Ich habe es, zu meiner Zeit im Amt, immer wieder geführt. Auch in der Kneipe, wenn es sich anbot. Aber auch wir haben, als eine Flüchtlingsunterkunft in unserem Ort eröffnet wurde, die Kirche für eine große Bürgersprechstunde geöffnet, die sich, in jeder Hinsicht, bezahlt gemacht hat.
Bei alle dem dürfen wir nie vergessen, das wir Kirche sind und nicht Partei. Dann werden wir auch das für diese Arbeit notwendige Vertrauen bei allen Seiten finden.

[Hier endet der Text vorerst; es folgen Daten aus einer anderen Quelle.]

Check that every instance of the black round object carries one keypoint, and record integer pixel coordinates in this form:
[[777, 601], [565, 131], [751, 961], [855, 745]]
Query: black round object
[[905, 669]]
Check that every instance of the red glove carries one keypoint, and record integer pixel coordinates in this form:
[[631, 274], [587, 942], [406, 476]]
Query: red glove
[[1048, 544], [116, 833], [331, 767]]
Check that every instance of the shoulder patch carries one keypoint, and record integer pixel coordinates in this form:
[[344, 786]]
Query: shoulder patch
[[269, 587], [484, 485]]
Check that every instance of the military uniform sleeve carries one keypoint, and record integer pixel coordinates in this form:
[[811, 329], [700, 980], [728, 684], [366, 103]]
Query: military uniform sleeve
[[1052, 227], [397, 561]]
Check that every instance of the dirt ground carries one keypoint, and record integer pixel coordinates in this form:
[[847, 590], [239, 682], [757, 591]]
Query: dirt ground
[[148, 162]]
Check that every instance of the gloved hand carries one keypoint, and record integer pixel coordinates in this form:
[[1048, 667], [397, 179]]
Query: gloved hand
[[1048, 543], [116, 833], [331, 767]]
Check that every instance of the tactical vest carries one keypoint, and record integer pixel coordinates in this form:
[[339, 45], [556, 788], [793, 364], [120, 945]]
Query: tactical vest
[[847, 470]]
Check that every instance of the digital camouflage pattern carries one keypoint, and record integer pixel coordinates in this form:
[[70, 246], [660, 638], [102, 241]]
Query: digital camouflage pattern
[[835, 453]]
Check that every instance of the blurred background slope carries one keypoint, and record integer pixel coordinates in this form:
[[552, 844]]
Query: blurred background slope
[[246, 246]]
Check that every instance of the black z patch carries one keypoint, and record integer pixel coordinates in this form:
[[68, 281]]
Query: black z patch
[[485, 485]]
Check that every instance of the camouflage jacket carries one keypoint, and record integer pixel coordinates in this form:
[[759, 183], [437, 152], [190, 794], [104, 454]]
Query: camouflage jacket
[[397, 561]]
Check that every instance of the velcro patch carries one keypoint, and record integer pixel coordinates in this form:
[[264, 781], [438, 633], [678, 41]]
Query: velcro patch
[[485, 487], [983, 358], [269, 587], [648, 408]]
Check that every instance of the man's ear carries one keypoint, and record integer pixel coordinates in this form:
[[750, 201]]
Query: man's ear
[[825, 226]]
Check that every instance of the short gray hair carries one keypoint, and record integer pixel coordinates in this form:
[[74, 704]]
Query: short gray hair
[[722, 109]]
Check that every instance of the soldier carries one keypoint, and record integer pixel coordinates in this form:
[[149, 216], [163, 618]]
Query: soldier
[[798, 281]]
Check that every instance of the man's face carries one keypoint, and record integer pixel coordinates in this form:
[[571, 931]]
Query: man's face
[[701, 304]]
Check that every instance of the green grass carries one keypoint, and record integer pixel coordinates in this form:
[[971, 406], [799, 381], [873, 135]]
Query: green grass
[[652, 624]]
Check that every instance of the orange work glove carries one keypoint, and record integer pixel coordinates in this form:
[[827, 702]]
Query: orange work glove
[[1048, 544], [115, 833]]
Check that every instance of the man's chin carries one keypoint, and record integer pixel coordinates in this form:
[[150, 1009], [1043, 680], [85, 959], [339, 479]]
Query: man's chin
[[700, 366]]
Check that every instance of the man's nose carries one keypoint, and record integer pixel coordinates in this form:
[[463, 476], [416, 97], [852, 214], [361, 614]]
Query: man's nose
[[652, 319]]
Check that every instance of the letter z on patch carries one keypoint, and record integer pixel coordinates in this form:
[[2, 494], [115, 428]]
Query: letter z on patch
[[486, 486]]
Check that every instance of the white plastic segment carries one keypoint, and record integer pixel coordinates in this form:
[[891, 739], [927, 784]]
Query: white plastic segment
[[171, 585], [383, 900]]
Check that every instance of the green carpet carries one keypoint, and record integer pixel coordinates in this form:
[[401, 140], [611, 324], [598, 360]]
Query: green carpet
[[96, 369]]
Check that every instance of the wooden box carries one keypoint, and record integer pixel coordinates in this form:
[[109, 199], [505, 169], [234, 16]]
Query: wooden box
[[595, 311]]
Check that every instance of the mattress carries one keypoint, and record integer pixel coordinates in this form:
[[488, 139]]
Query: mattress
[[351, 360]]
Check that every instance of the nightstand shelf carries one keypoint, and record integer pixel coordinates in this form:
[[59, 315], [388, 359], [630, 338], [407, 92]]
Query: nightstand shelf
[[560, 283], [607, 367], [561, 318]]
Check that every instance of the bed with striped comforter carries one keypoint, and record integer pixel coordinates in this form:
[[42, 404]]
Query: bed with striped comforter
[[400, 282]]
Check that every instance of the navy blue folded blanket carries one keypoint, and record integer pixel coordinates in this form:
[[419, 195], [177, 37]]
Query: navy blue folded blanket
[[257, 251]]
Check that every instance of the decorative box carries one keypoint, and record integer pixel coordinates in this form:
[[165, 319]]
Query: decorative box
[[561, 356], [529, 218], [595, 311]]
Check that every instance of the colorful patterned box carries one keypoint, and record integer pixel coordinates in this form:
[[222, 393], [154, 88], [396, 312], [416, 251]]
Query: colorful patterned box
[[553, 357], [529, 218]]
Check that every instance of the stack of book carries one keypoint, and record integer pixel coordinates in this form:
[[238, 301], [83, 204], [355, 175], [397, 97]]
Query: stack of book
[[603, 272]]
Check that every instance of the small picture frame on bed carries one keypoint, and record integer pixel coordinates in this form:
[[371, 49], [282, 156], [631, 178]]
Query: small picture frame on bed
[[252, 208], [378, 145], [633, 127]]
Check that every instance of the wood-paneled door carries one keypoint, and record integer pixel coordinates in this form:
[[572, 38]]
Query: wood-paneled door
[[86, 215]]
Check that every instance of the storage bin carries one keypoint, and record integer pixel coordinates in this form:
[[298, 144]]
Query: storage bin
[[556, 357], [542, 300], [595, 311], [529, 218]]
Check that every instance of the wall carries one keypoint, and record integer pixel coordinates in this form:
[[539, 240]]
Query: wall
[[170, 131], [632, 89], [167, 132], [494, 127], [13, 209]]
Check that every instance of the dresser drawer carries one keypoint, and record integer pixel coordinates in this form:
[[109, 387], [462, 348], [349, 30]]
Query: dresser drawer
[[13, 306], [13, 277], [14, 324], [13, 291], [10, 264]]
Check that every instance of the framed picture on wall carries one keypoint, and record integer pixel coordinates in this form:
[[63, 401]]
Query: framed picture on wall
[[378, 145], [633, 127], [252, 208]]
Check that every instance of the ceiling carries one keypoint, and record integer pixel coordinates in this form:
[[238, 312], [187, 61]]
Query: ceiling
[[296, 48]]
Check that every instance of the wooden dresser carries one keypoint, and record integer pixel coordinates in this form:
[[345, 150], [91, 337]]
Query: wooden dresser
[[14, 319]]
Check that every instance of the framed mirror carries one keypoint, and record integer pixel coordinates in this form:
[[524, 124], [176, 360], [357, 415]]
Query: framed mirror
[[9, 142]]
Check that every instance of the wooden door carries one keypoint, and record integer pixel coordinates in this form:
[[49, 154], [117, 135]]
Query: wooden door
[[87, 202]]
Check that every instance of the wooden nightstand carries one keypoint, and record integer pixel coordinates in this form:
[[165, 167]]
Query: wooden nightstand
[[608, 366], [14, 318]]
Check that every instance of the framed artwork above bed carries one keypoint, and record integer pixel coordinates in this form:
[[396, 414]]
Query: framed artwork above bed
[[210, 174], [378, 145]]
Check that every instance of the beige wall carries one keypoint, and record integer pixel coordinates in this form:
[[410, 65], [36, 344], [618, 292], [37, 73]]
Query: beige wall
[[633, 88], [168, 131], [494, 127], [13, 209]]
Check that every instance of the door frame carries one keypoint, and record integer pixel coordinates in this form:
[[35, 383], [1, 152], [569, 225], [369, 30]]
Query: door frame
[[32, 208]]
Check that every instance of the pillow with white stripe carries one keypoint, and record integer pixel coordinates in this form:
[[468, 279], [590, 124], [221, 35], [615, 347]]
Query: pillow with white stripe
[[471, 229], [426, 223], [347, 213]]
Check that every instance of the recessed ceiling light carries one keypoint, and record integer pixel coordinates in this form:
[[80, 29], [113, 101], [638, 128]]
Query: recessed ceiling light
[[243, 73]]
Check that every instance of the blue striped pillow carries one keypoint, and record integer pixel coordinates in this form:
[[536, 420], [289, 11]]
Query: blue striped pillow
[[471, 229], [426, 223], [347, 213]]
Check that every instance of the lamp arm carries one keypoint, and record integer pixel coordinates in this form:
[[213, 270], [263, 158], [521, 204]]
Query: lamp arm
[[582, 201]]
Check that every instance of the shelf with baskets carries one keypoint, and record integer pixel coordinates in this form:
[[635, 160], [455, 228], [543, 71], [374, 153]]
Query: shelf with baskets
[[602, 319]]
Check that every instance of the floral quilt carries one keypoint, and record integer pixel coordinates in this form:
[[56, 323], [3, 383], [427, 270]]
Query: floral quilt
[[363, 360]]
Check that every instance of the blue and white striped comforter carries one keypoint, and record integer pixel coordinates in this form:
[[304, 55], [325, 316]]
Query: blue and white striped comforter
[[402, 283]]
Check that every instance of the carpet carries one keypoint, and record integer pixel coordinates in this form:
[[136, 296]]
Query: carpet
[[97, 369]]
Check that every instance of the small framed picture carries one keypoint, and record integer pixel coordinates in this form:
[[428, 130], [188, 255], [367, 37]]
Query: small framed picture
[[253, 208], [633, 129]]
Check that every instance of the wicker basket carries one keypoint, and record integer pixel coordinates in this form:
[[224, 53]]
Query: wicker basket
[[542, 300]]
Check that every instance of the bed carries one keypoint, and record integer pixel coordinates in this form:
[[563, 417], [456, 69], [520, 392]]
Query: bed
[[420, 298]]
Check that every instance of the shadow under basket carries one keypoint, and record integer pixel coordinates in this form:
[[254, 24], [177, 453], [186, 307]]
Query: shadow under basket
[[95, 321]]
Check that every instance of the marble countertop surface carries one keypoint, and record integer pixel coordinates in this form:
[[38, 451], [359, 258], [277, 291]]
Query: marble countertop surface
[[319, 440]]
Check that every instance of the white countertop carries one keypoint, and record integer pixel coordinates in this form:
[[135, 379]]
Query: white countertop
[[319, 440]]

3. Kontroverse über Potsdams Garnisionskirche hält an Wolfgang Banse Kein Platz für alle
Nicht jede, nicht jeder kam die Ehre zu Teil am Festgottesdienst am Ostermontag 2024 teil zu nehmen , mit zu feiern.Standesgesellschaft und Standesdünkel wurde hier, sonst auch was in kirchlichen Reihen praktiziert wird.Ausgrenzung, Stigmatisierung,Diskriminierung.Gotteshäuser sind für alle da. Hier sollte es keine Einladungskarten geben, gleich um welche Veranstaltung es sich handelt. Verärgerung trat auf bei Menschen, die keinen Zugang zur Nagelkreuzkapelle hatten.Aber nicht nur verärgerte Menschen gab es an diesem Ostermontag vor der Nagelkreuzkapelle, sondern auch Demonstration , von anders Denkenden, die eine Inbetriebnahme der Nagelkreuzkapelle befürworten.Ein großes Polizeigebot war zu gegen, um die Geladenen zu schützen.Was hat der Einsatz des Sicherheitskräfte, der Polizei dem Steuerzahler gekostet.Ein Gotteshaus wie die Nagelkreuzkapelle in Potsdam soll ein Ort des Gebetes, der Stille, Andacht sein.Garnison hört sich militärisch an-dies sollte es aber nicht sein.Die Stadtgesellschaft in Potsdam ist gespalten, nicht nur was die Nagelkreuzkapelle betrifft.Möge das Gotteshaus ein Ort des Segens sein.Offen und willkommen für Klein und Groß, Jung und Alt.